Não faltam nomes para incluir na relação de cineastas malditos para a
indústria, conhecidos como “venenos de bilheteria”. Apenas para ficar nos
tempos mais contemporâneos, nesta lista negra estão nomes como Brian De Palma;
William Friedkin; Paul Schrader; Paul Verhoeven e Michael Cimino, entre outros,
que após grandes sucessos buscaram reafirmar uma carreira mais personalista, e
fracassaram (ao menos no mercado norte-americano).
Faz parte deste time de cineastas renegados de Hollywood o diretor
Michael Mann, conhecido por filmes como O Último dos Moicanos; Fogo Contra Fogo; Colateral
e Miami Vice, versão cinematográfica da célebre e cult
série de TV dos anos 80, da qual Mann foi um dos criadores e produtor
executivo. Seu mais recente filme, Hacker (Blackhat, 2015), após um lançamento fracassado nos
cinemas dos Estados Unidos, onde frustrou as expectativas nas bilheterias, caiu
em desgraça nas distribuidoras internacionais que optaram por lançar o
longa-metragem diretamente para o mercado de home video (DVD e Blu-Ray),
inclusive no Brasil, onde acaba de ser disponibilizado.
Cineasta de gênero, especialistas em narrativas policiais de suspense,
Michael Mann costuma alcançar resultados acima da média em suas produções.
Habilidoso no trato das cenas de ação, fortemente marcadas por um estilo
elegante, Mann costuma jogar todas as fichas de seus filmes enfocando mais em
personagens do que nas tramas propriamente ditas. Embora não seja de seus
trabalhos mais inspirados, Hacker possui qualidades que justificariam uma maior
circulação, e merece sim uma conferida com mais atenção.

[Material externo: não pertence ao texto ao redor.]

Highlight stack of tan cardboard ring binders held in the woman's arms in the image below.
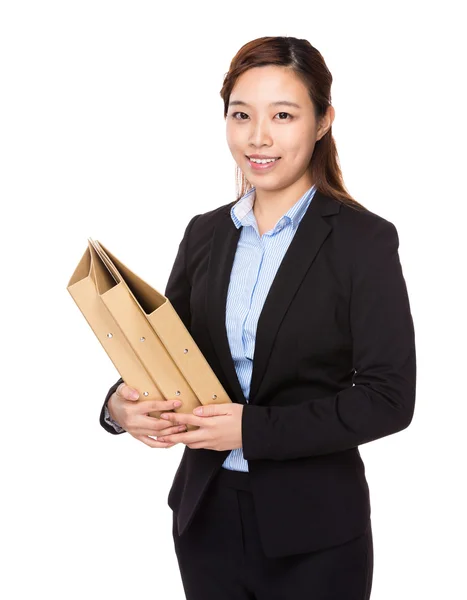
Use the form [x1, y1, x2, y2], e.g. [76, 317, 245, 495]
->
[67, 238, 231, 430]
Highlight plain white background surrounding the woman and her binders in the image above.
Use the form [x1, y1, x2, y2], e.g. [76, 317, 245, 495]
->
[0, 0, 467, 600]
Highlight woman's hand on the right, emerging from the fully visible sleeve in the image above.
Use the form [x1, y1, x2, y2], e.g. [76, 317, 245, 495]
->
[157, 402, 243, 451]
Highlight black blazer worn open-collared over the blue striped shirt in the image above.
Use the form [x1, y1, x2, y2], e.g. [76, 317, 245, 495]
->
[100, 191, 416, 557]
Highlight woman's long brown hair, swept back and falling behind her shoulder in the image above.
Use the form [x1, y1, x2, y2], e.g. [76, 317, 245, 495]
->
[220, 36, 366, 210]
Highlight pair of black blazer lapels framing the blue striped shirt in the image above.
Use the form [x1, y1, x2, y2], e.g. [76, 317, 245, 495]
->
[206, 191, 340, 404]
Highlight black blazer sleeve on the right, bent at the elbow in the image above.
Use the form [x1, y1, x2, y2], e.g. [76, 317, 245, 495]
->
[242, 219, 416, 460]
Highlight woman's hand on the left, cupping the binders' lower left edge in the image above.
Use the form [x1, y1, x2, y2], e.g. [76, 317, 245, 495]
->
[107, 382, 186, 448]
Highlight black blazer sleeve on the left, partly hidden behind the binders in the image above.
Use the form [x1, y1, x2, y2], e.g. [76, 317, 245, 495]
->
[99, 215, 200, 434]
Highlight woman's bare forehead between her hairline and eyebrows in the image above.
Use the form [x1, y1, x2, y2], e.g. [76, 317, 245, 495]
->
[229, 65, 310, 107]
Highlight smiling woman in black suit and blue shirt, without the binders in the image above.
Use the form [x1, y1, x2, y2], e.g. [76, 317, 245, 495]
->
[101, 37, 416, 600]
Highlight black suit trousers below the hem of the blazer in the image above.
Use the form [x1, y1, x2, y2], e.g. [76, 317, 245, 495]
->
[173, 468, 373, 600]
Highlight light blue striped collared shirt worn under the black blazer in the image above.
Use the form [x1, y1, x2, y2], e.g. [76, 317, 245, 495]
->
[222, 186, 316, 471]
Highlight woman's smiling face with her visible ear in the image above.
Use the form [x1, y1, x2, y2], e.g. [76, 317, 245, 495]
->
[226, 65, 334, 197]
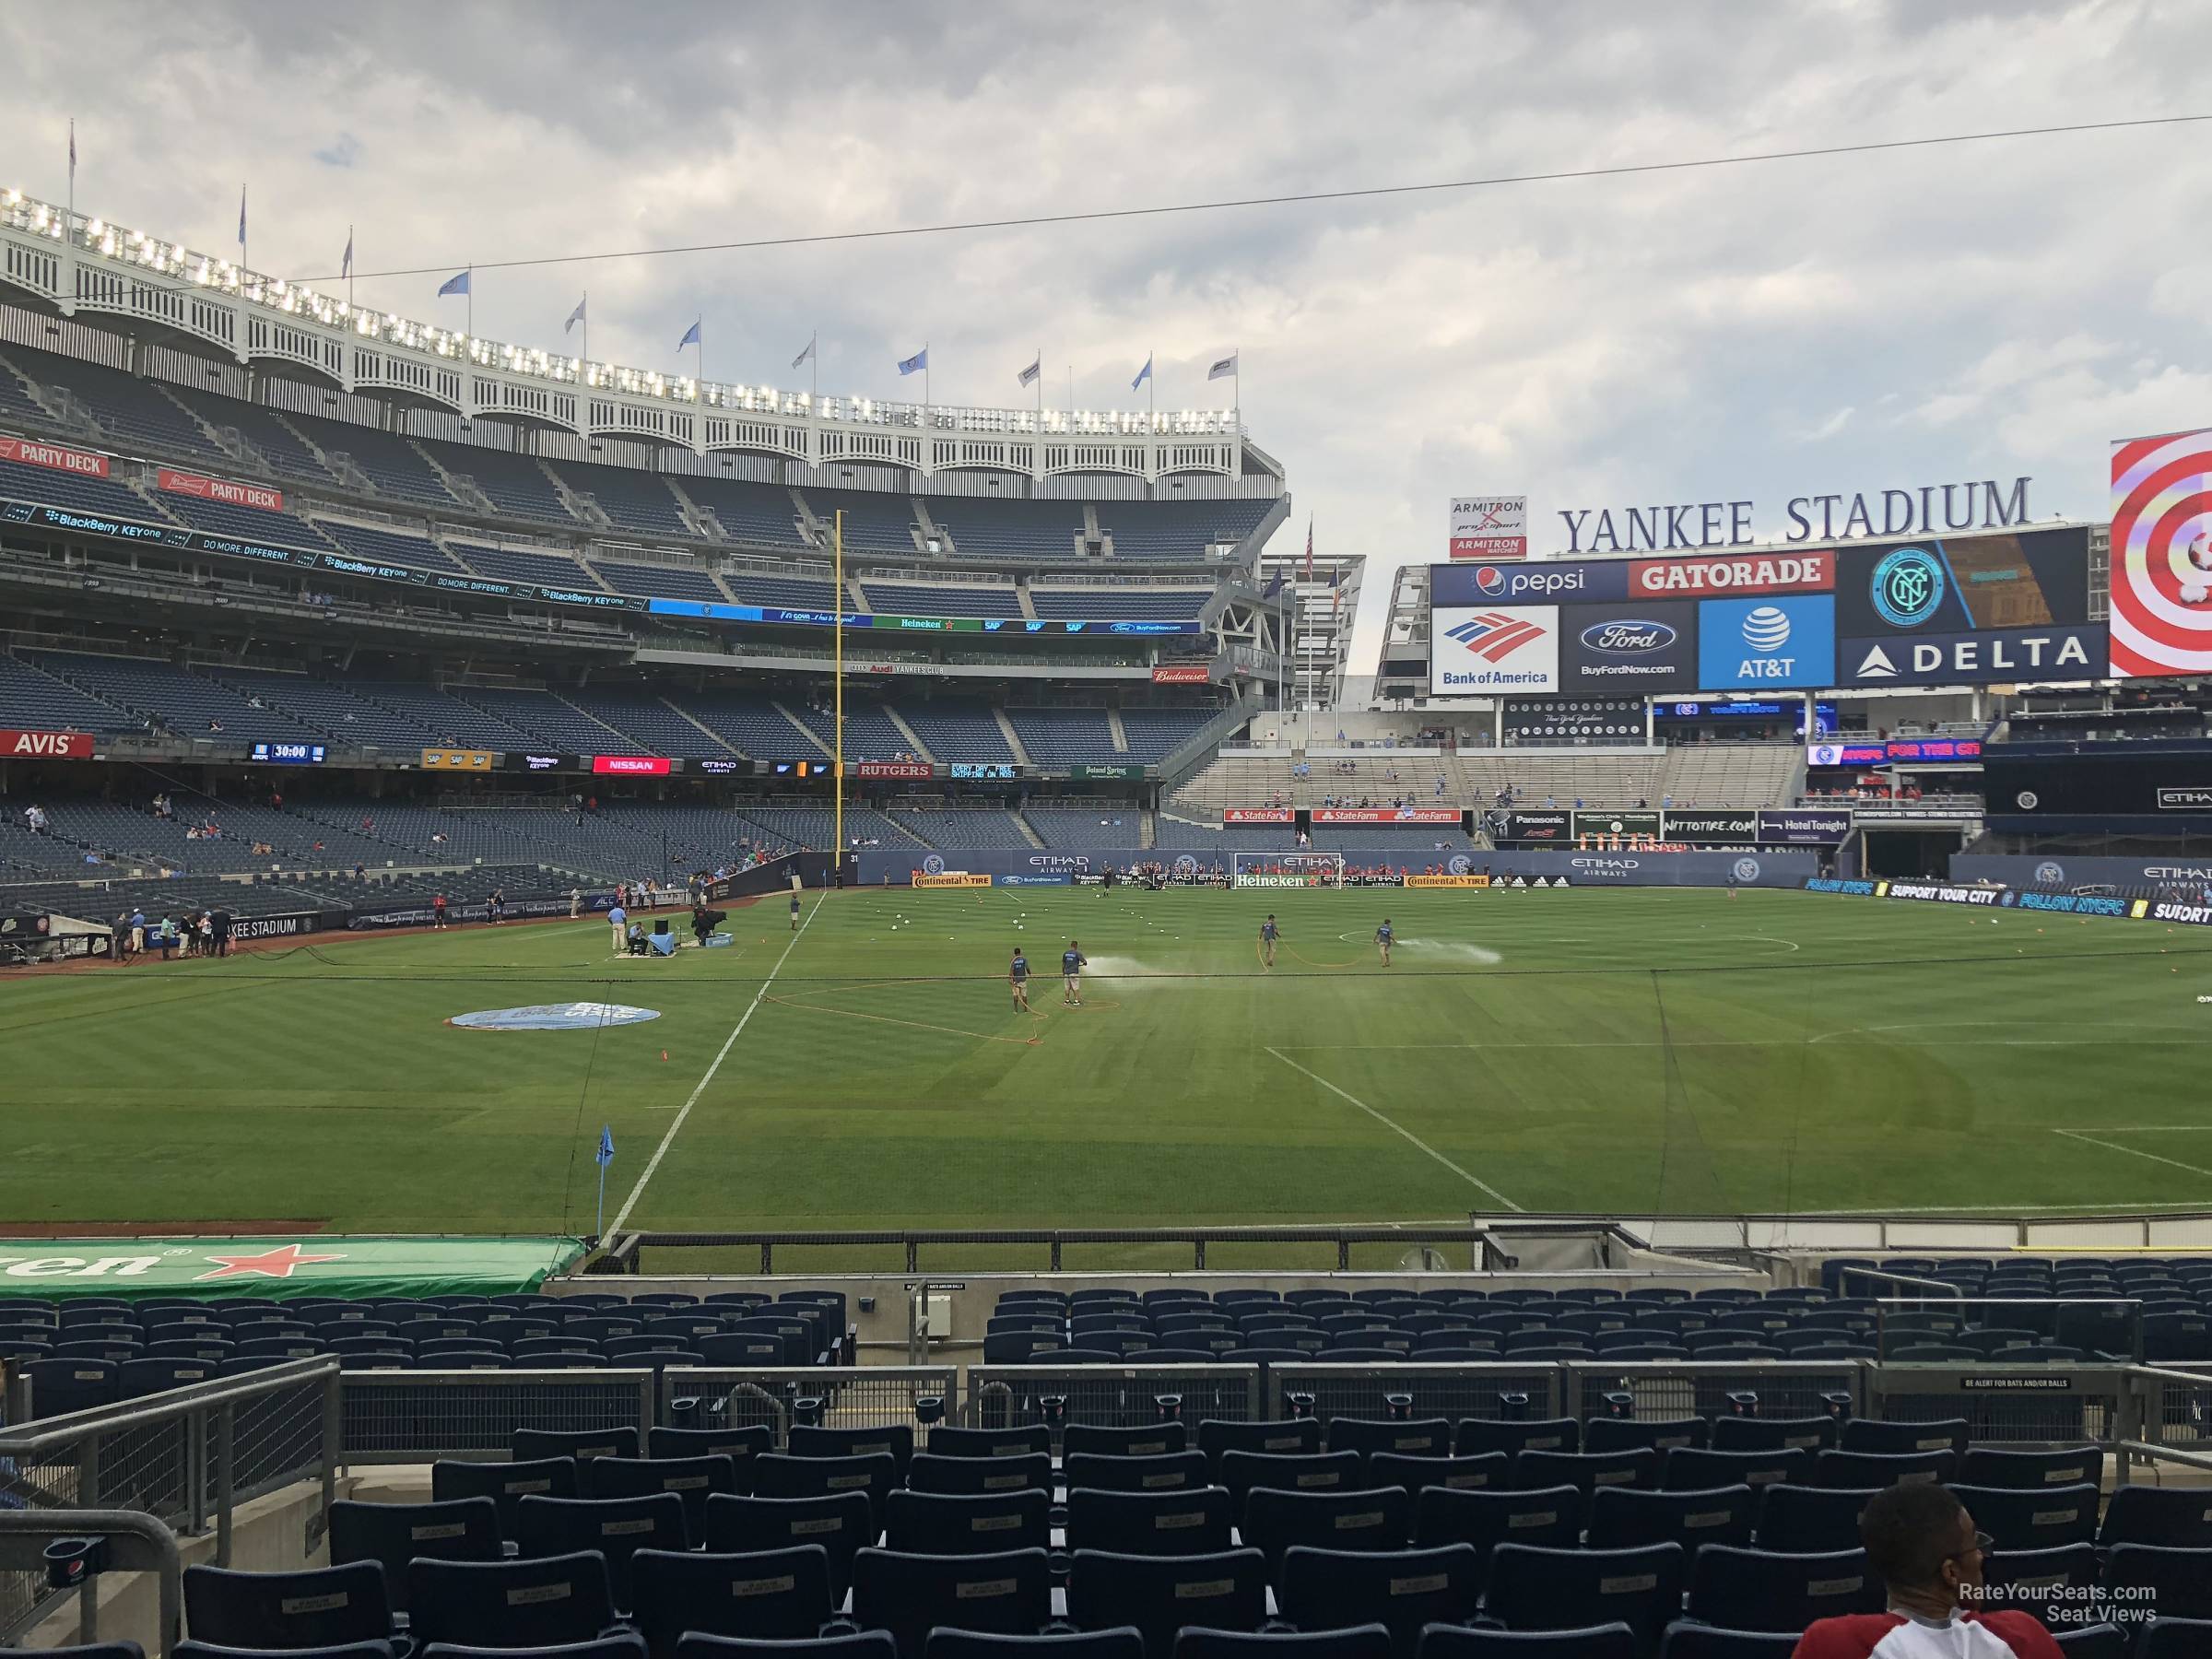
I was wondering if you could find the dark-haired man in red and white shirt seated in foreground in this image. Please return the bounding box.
[1794,1487,2066,1659]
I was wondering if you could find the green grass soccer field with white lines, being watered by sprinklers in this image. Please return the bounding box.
[13,887,2212,1265]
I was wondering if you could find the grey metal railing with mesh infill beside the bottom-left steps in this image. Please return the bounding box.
[0,1359,341,1639]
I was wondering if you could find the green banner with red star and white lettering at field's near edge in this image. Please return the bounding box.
[0,1234,584,1300]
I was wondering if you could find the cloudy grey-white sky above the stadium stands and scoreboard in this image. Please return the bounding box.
[0,0,2212,668]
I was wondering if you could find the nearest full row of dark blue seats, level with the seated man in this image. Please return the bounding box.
[160,1544,2212,1659]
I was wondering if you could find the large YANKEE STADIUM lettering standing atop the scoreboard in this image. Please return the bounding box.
[1559,477,2033,555]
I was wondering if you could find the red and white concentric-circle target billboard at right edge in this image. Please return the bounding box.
[2112,429,2212,679]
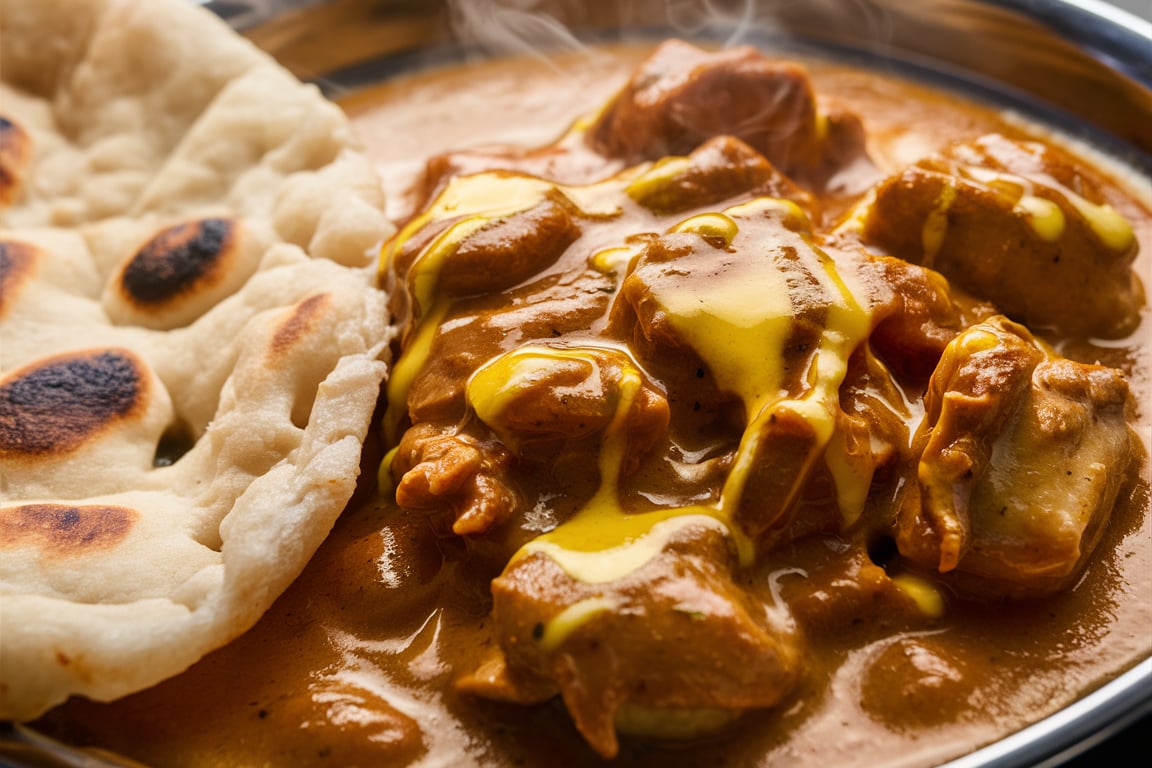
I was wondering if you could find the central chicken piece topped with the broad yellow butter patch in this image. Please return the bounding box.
[613,198,828,400]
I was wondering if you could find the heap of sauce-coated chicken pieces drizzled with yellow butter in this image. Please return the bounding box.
[381,43,1144,758]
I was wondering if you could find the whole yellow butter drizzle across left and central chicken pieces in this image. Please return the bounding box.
[380,168,871,645]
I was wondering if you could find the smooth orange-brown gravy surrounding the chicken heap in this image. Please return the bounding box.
[40,43,1152,768]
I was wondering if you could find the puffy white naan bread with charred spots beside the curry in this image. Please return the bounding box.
[0,0,391,720]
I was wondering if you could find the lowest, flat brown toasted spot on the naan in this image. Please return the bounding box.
[0,503,139,557]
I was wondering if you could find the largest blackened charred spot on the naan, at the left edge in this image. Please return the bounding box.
[0,349,151,457]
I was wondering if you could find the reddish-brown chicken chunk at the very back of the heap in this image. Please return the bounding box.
[586,40,864,183]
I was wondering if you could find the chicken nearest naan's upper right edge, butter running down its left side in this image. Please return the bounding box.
[381,173,608,443]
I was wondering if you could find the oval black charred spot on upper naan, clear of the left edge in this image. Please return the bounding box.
[119,219,240,309]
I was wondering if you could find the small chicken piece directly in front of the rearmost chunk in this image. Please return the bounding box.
[627,136,817,216]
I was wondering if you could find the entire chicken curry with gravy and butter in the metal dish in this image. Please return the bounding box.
[44,41,1152,766]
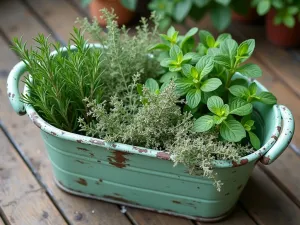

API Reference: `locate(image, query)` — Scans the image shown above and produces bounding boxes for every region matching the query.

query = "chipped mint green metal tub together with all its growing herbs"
[8,10,294,221]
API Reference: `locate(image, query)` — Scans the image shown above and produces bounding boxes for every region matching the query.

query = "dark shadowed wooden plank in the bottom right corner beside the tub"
[241,167,300,225]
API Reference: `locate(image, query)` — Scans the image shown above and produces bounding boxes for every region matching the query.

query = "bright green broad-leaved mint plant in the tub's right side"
[149,27,277,149]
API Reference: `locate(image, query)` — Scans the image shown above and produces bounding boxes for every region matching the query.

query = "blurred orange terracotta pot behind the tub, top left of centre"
[89,0,135,26]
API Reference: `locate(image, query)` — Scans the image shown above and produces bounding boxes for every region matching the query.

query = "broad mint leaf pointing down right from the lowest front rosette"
[220,119,246,142]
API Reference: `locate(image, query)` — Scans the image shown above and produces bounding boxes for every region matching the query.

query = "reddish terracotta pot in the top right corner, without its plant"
[266,9,300,47]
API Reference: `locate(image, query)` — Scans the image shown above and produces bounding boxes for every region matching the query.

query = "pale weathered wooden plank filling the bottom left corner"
[0,125,66,224]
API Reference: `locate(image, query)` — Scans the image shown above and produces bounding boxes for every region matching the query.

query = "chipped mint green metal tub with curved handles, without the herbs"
[7,45,294,221]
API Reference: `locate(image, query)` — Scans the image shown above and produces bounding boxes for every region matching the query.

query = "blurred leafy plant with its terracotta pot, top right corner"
[252,0,300,47]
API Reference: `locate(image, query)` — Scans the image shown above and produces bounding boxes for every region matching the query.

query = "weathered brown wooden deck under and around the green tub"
[0,0,300,225]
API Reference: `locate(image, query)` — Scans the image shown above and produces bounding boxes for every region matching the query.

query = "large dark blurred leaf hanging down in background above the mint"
[210,5,231,31]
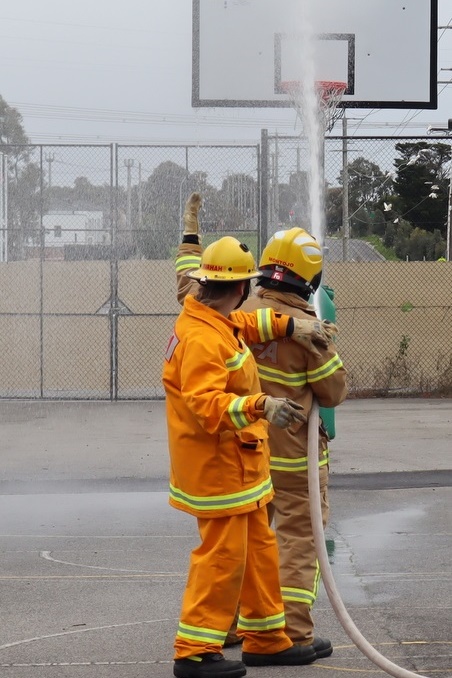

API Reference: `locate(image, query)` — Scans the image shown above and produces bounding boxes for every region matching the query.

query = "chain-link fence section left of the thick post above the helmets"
[0,145,259,399]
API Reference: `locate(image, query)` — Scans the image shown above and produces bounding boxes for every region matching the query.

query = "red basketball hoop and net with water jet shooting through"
[281,80,347,132]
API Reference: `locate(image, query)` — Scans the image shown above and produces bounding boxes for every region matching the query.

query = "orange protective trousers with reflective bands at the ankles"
[174,506,292,659]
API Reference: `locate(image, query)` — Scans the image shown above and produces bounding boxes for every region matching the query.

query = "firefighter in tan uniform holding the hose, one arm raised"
[176,196,347,663]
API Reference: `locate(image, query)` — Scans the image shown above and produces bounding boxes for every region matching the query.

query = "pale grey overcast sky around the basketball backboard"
[0,0,452,143]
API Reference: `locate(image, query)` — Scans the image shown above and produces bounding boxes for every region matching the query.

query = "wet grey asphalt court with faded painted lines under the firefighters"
[0,400,452,678]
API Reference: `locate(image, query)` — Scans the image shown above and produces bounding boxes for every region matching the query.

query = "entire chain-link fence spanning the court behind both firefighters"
[0,135,452,399]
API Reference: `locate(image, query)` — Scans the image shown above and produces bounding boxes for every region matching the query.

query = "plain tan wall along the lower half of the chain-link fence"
[0,261,452,398]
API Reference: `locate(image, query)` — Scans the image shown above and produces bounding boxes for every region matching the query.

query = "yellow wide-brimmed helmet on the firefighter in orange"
[187,235,262,283]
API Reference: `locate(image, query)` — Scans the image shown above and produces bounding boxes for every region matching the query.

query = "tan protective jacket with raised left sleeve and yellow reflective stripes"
[176,244,347,486]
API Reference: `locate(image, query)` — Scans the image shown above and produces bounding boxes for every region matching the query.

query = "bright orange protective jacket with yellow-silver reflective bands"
[163,292,290,518]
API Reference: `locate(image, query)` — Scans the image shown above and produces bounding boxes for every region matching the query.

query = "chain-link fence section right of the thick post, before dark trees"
[262,135,452,395]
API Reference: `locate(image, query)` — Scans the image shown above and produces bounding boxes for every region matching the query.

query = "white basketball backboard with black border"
[192,0,438,109]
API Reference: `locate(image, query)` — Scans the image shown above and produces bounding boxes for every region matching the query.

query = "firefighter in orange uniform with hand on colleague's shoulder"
[163,207,336,678]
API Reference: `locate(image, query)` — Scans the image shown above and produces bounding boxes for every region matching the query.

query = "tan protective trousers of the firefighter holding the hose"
[268,466,329,645]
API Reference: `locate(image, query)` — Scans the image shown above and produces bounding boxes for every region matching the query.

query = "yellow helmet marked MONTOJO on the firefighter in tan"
[259,228,323,294]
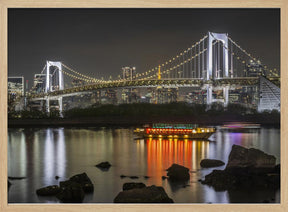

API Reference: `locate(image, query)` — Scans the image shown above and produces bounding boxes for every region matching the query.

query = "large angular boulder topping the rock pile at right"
[226,145,276,169]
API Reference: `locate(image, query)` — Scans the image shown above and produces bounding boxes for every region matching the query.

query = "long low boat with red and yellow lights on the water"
[134,123,216,139]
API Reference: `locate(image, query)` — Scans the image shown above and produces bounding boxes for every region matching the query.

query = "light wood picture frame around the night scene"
[0,0,288,212]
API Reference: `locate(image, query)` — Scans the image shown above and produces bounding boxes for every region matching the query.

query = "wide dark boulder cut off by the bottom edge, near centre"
[114,185,173,203]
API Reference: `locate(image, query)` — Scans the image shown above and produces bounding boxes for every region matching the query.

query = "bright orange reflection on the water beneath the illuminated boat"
[146,138,209,184]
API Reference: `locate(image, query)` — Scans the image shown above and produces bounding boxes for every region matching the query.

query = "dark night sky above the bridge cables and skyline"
[8,9,280,87]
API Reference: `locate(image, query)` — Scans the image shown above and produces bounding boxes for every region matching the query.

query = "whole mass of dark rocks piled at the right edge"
[201,145,280,191]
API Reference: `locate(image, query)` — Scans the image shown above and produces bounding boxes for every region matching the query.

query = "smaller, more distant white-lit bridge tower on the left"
[45,61,64,117]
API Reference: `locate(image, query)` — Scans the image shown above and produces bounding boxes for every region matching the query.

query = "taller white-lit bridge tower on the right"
[203,32,229,107]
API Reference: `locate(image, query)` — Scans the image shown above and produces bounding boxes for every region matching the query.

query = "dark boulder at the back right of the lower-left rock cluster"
[60,172,94,193]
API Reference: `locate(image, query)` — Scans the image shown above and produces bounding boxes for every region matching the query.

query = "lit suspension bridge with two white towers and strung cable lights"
[28,32,280,113]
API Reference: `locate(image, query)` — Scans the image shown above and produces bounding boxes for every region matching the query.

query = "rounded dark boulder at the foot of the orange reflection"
[166,164,190,181]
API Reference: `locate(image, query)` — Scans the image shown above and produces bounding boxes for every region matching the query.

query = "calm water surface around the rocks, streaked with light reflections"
[8,128,280,203]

O filme aborda questões tecnológicas que, apesar de abstratas e
intangíveis, estão aí na ordem do dia afetando a todos nós. O universo
interligado e as conexões da internet são o tema de fundo da produção. A
abordagem deste assunto por um cineasta de mais de 70 anos é reveladoramente
respeitosa e um tanto distante. E logo fica flagrante que Michael Mann
demonstra pouca adesão ao tema, preferindo tratar do mundo real ao invés do
universo virtual, que ao final das contas não passará apenas de um pretexto para
acionar a ação da narrativa.
O filme tem como protagonista um especialista em invadir sistemas e
redes de computador, preso por cometer crimes virtuais, interpretado por Chris
Hemsworth (revelado pelo papel em Thor). Porém, seus préstimos serão solicitados pelos
serviços de inteligência dos governos da China e dos EUA, após uma série de
atentados virtuais em usinas atômicas e na bolsa de valores. Acompanhado de um
agente chinês, o hacker americano precisa identificar, localizar e impedir
novos golpes do gênio cibernético, com o qual acaba por rivalizar em termos
habilidade, capacidade e conhecimento.
Dos cineastas americanos do primeiro time, Michael Mann tem o mérito de
ser um dos primeiros a adotar as filmagens em vídeo digital, o que hoje é quase
uma unanimidade. No entanto, apesar deste caráter, digamos, moderno e antenado
com os novos tempos, em termos narrativos e estéticos Mann é um cineasta que
poderíamos chamar de “old school”. A agilidade que o equipamento digital
permite é muito bem utilizada pelo diretor que sabe carregar com dinamismo as
sequências de ação. Inclusive nas cenas noturnas (uma marca de Mann) que
privilegiam enquadramentos fechados e closes que ganham uma textura peculiar e
granulada, também vistas com destaque em Miami Vice, o filme.
Hacker não é o
melhor de Michael Mann, mas reafirma as características do realizador que
constrói um cinema onde a imagem se impõe sobre a narrativa, sem perder a mão
(e o interesse) para a trajetória pessoal de seus (anti)heróis.